The CROW (Countryside and Rights of Way) Act, or "Right to Roam" Act, excludes the right of access to land known as ‘excepted land’ even if it appears as open access land on maps. These restrictions vary from military bylaws to land covered by structures like electricity substations, wind turbines or telephone masts.
The advent of online mapping accentuates unseen, restricted landscapes by their absence. Where mapping vehicles haven’t been able to pass, the map is less detailed, pixelated or simply doesn’t provide any data. Excepted Land connects disparate systems via a complex relationship to land, access and transparency.
The Trawsfynydd nuclear power station is scheduled to be returned to a pre-nuclear state by 2083, 124 years after construction began. The site ceased electricity generation in 1991 (during a routine outage; permanent shutdown was subsequently announced in 1993) after 26 years of operation. In 2020, a new decommissioning plan was proposed to deconstruct the concrete towers and switch from a safe enclosure, or deferred dismantling, to dry cask storage using an underground geological storage facility. To date, an underground geological storage facility location is still to be established by the UK government. The image taken at two hours past sunset captures fifteen minutes in the lifespan of this process. The indeterminate future of this landscape emphasises the permanence of nuclear energy. The structures have the potential to reside on the Welsh landscape for 124 years, outlasting the generation that conceived them.

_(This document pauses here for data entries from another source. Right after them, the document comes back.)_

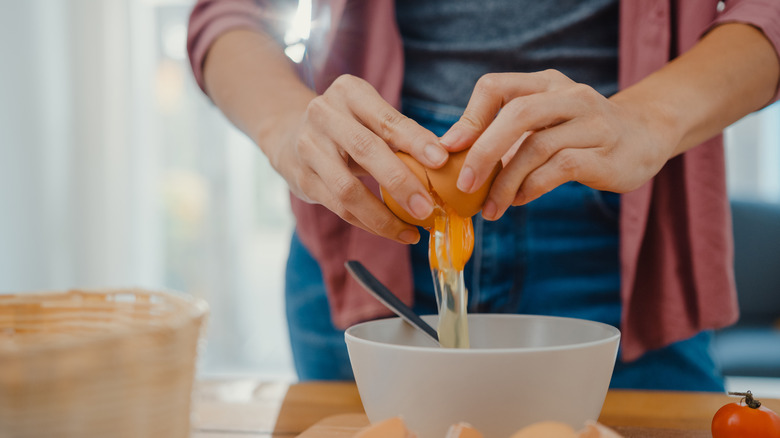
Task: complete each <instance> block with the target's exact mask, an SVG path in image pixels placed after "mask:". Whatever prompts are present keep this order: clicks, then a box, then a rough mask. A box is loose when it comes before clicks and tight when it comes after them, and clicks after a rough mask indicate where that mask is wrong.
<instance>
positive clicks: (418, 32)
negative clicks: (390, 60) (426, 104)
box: [396, 0, 618, 107]
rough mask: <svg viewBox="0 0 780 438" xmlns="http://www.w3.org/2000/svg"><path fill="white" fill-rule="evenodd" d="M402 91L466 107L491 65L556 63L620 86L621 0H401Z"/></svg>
mask: <svg viewBox="0 0 780 438" xmlns="http://www.w3.org/2000/svg"><path fill="white" fill-rule="evenodd" d="M396 19H397V21H398V26H399V30H400V33H401V37H402V39H403V45H404V53H405V55H404V57H405V68H404V89H403V95H404V97H411V98H415V99H419V100H423V101H428V102H436V103H443V104H448V105H454V106H458V107H465V106H466V103H467V102H468V99H469V97H470V96H471V91H472V90H473V88H474V85H475V83H476V81H477V80H478V79H479V78H480V77H481V76H482V75H484V74H486V73H495V72H534V71H541V70H545V69H550V68H552V69H556V70H559V71H561V72H562V73H564V74H566V75H567V76H568V77H570V78H571V79H572V80H574V81H576V82H581V83H585V84H588V85H590V86H592V87H593V88H595V89H596V90H597V91H599V92H600V93H602V94H603V95H605V96H609V95H612V94H614V93H615V92H616V91H617V87H618V81H617V74H618V64H617V62H618V59H617V57H618V1H617V0H549V1H548V0H545V1H529V0H484V1H473V0H425V1H419V0H396Z"/></svg>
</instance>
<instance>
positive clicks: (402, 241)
mask: <svg viewBox="0 0 780 438" xmlns="http://www.w3.org/2000/svg"><path fill="white" fill-rule="evenodd" d="M398 239H399V240H400V241H402V242H404V243H408V244H410V245H414V244H415V243H417V242H418V241H419V240H420V235H419V234H418V233H417V231H414V230H410V229H408V228H407V229H405V230H403V231H401V234H399V235H398Z"/></svg>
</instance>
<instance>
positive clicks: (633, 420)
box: [192, 380, 780, 438]
mask: <svg viewBox="0 0 780 438" xmlns="http://www.w3.org/2000/svg"><path fill="white" fill-rule="evenodd" d="M745 389H748V388H745ZM752 389H753V390H754V392H755V393H756V394H757V396H760V390H759V388H752ZM732 401H737V398H735V397H729V396H727V395H724V394H713V393H696V392H667V391H626V390H611V391H609V393H608V394H607V399H606V401H605V402H604V408H603V409H602V412H601V417H600V418H599V421H600V422H602V423H604V424H606V425H608V426H610V427H613V428H615V430H617V431H618V432H620V433H622V434H623V435H624V436H625V437H626V438H633V437H640V436H641V437H643V438H648V437H659V438H660V437H670V438H671V437H686V438H690V437H694V438H695V437H711V434H710V432H709V430H710V421H711V419H712V416H713V414H714V413H715V411H717V410H718V408H720V407H721V406H722V405H724V404H726V403H729V402H732ZM761 401H762V402H763V403H764V405H765V406H767V407H769V408H770V409H772V410H774V411H775V412H780V400H774V399H764V398H762V399H761ZM193 407H194V414H193V433H192V438H260V437H265V438H267V437H288V438H292V437H297V436H298V435H300V434H301V433H303V432H304V431H305V430H306V429H308V428H310V427H311V426H312V425H314V424H315V423H317V422H318V421H320V420H322V419H324V418H326V417H330V416H334V415H338V414H355V415H352V416H349V417H342V418H348V419H349V421H351V422H353V423H355V424H357V425H358V426H359V425H360V424H361V422H365V421H366V420H365V417H364V416H361V415H360V414H363V406H362V405H361V403H360V396H359V395H358V392H357V389H356V387H355V385H354V383H326V382H316V383H297V384H292V385H288V384H285V383H274V382H258V381H252V380H224V381H203V382H198V383H197V386H196V396H195V400H194V406H193ZM309 436H311V435H310V434H307V435H306V437H309ZM334 436H335V435H334ZM302 438H303V437H302Z"/></svg>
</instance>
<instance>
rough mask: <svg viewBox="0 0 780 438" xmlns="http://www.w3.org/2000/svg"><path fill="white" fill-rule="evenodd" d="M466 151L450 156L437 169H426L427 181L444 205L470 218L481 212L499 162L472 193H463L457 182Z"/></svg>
mask: <svg viewBox="0 0 780 438" xmlns="http://www.w3.org/2000/svg"><path fill="white" fill-rule="evenodd" d="M467 154H468V149H466V150H463V151H460V152H455V153H452V154H450V157H449V158H448V159H447V163H445V164H444V166H442V167H441V168H439V169H427V172H428V180H429V181H430V182H431V187H433V190H434V191H435V192H436V194H437V195H438V196H439V197H440V198H441V200H442V201H444V203H445V204H447V205H449V206H450V207H452V208H453V209H454V210H455V211H456V212H457V213H458V214H459V215H460V216H462V217H471V216H474V215H475V214H477V213H479V211H480V210H482V204H484V203H485V199H486V198H487V194H488V192H489V191H490V186H491V185H492V184H493V180H495V179H496V175H498V172H499V170H501V162H500V161H499V162H498V163H496V165H495V166H494V167H493V171H492V172H490V176H489V177H488V179H487V180H485V183H484V184H482V186H481V187H480V188H479V189H477V191H475V192H474V193H465V192H462V191H460V190H459V189H458V187H457V182H458V176H459V175H460V170H461V169H462V168H463V163H464V162H465V161H466V155H467Z"/></svg>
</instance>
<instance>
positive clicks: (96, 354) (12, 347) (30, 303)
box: [0, 289, 208, 438]
mask: <svg viewBox="0 0 780 438" xmlns="http://www.w3.org/2000/svg"><path fill="white" fill-rule="evenodd" d="M207 313H208V310H207V306H206V304H205V302H203V301H201V300H198V299H194V298H191V297H189V296H185V295H179V294H173V293H163V292H150V291H145V290H138V289H133V290H116V291H108V292H92V291H89V292H88V291H77V290H74V291H69V292H63V293H29V294H18V295H0V437H2V438H28V437H29V438H44V437H47V438H48V437H79V438H91V437H100V438H105V437H150V438H151V437H161V438H162V437H165V438H179V437H181V438H186V437H188V436H189V429H190V401H191V397H192V384H193V378H194V375H195V362H196V356H197V347H198V339H199V336H200V332H201V326H202V324H203V322H204V319H205V317H206V314H207Z"/></svg>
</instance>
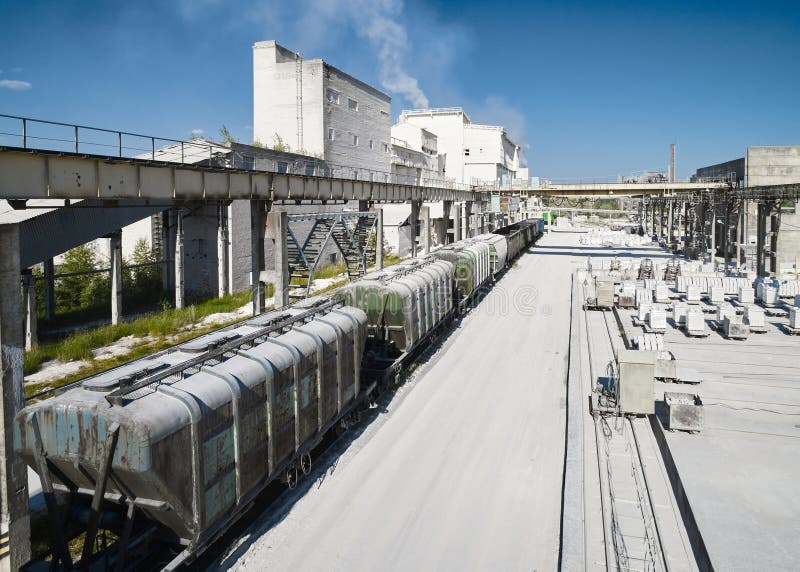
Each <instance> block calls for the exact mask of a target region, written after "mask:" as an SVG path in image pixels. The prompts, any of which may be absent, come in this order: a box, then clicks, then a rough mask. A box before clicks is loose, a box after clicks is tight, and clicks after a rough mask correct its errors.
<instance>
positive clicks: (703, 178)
mask: <svg viewBox="0 0 800 572" xmlns="http://www.w3.org/2000/svg"><path fill="white" fill-rule="evenodd" d="M731 176H732V177H734V178H735V179H736V181H737V183H738V184H740V185H741V184H744V177H745V160H744V157H742V158H741V159H734V160H733V161H726V162H725V163H717V164H716V165H709V166H708V167H700V168H699V169H697V171H695V173H694V175H692V177H691V179H690V180H691V181H692V182H701V181H702V180H725V179H727V178H728V177H731Z"/></svg>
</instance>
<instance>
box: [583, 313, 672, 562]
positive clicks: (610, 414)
mask: <svg viewBox="0 0 800 572" xmlns="http://www.w3.org/2000/svg"><path fill="white" fill-rule="evenodd" d="M584 321H585V323H584V326H585V328H586V339H587V343H588V346H589V347H588V352H589V374H590V379H591V380H592V384H593V385H595V384H600V385H601V386H603V389H604V391H603V393H602V395H608V394H609V393H610V391H611V389H612V385H613V383H614V377H615V365H614V363H615V359H614V356H615V353H616V350H617V349H618V348H619V347H621V346H622V340H621V338H620V336H619V334H618V333H617V324H616V322H615V321H614V318H613V317H612V315H611V314H610V313H608V312H586V311H584ZM601 399H604V398H601ZM605 405H612V406H613V402H611V401H607V402H606V403H605ZM592 418H593V423H594V438H595V446H596V451H597V466H596V470H597V472H598V479H599V483H600V501H601V507H602V511H601V512H602V526H603V536H604V541H605V557H606V558H605V567H606V569H607V570H625V571H627V570H632V571H633V570H643V571H665V570H668V569H669V566H668V564H667V559H666V556H665V552H664V548H663V545H662V539H661V532H660V530H659V523H658V520H657V518H656V513H655V506H654V503H653V495H652V492H651V488H650V486H649V483H648V479H647V473H646V470H645V463H644V460H643V455H642V447H641V444H640V437H639V436H637V433H639V432H640V431H641V430H642V428H640V427H639V424H642V425H646V421H645V420H644V419H636V418H630V417H624V416H619V415H615V414H613V413H601V412H600V411H598V410H595V411H594V412H593V415H592ZM645 428H646V427H645ZM648 430H649V429H648ZM587 470H594V468H591V469H589V468H587Z"/></svg>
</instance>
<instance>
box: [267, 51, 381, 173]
mask: <svg viewBox="0 0 800 572" xmlns="http://www.w3.org/2000/svg"><path fill="white" fill-rule="evenodd" d="M390 111H391V98H390V97H389V96H388V95H386V94H385V93H383V92H381V91H379V90H377V89H375V88H373V87H371V86H369V85H367V84H366V83H364V82H362V81H359V80H358V79H356V78H354V77H352V76H350V75H348V74H346V73H345V72H343V71H341V70H339V69H337V68H335V67H333V66H331V65H330V64H327V63H326V62H324V61H323V60H321V59H312V60H304V59H303V58H302V57H301V56H300V54H298V53H295V52H292V51H290V50H287V49H286V48H284V47H282V46H280V45H278V44H277V43H276V42H275V41H274V40H269V41H264V42H257V43H255V44H254V45H253V136H254V139H255V141H257V142H260V143H262V144H264V145H266V146H267V147H273V146H274V145H275V144H276V143H277V142H278V140H279V139H280V140H281V141H283V142H284V143H285V144H286V145H288V147H289V150H291V151H294V152H296V153H301V154H305V155H314V156H316V157H319V158H322V159H324V160H325V161H326V162H327V163H328V165H329V166H330V167H331V168H332V169H333V171H334V173H333V175H334V176H336V177H345V176H346V177H354V178H358V179H362V180H384V181H387V180H389V177H390V172H391V167H390V164H391V151H392V150H391V132H390V128H391V118H390Z"/></svg>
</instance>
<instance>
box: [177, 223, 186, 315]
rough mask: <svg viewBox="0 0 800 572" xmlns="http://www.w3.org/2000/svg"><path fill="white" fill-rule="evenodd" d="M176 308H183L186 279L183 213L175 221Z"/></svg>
mask: <svg viewBox="0 0 800 572" xmlns="http://www.w3.org/2000/svg"><path fill="white" fill-rule="evenodd" d="M175 223H176V224H175V307H176V308H179V309H180V308H183V306H184V304H185V300H184V294H185V292H184V277H183V263H184V260H183V213H182V212H181V211H177V212H176V221H175Z"/></svg>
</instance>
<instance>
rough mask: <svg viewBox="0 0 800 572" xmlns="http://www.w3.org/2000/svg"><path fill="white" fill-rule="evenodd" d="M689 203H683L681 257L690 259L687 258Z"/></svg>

Great Dun Fell Radar Station is at the end of a mountain pass elevation of 850m above sea level. The private 5 mile single track leading to the station is Britain’s highest road. The station is managed by the National Air Traffic Services (NATS) and is part of a network of radar systems that provide air traffic information across the United Kingdom. Great Dun Fell provides a 250 mile radius signal coverage and connects with other radar stations across the UK. The sub-arctic conditions make accessing the radar station challenging. The image taken at sunrise is captured within a cloud, with extremely low visibility.
Royal Air Force Menwith Hill is a Royal Air Force station providing communications intercept and missile warning information to the United Kingdom and United States. It has been described as the largest electronic monitoring station in the world. In 1954, the British War Office purchased land at Nessfield Farm, near Harrogate, North Yorkshire, with the intention of building a surveillance station in collaboration with the United States Department of Defence. The site was considered by the US as suitable for gathering signals intelligence because of the low level background radio noise provided by The Yorkshire Dales. The subsequent years have seen numerous regulatory changes leading to a myriad of claims regarding the true nature of its role in global strategic defence. The image taken at two hours past sunset is a fifteen minute exposure shot at one and a half miles from the base.
Excepted Land reflects our deep-rooted fascination with hidden systems that regulate our lives and the complex relationship we have with partisan systems of control. Shot using long-exposure analogue photography,
Excepted Land is a study of the unseen mechanisms that facilitate our existence.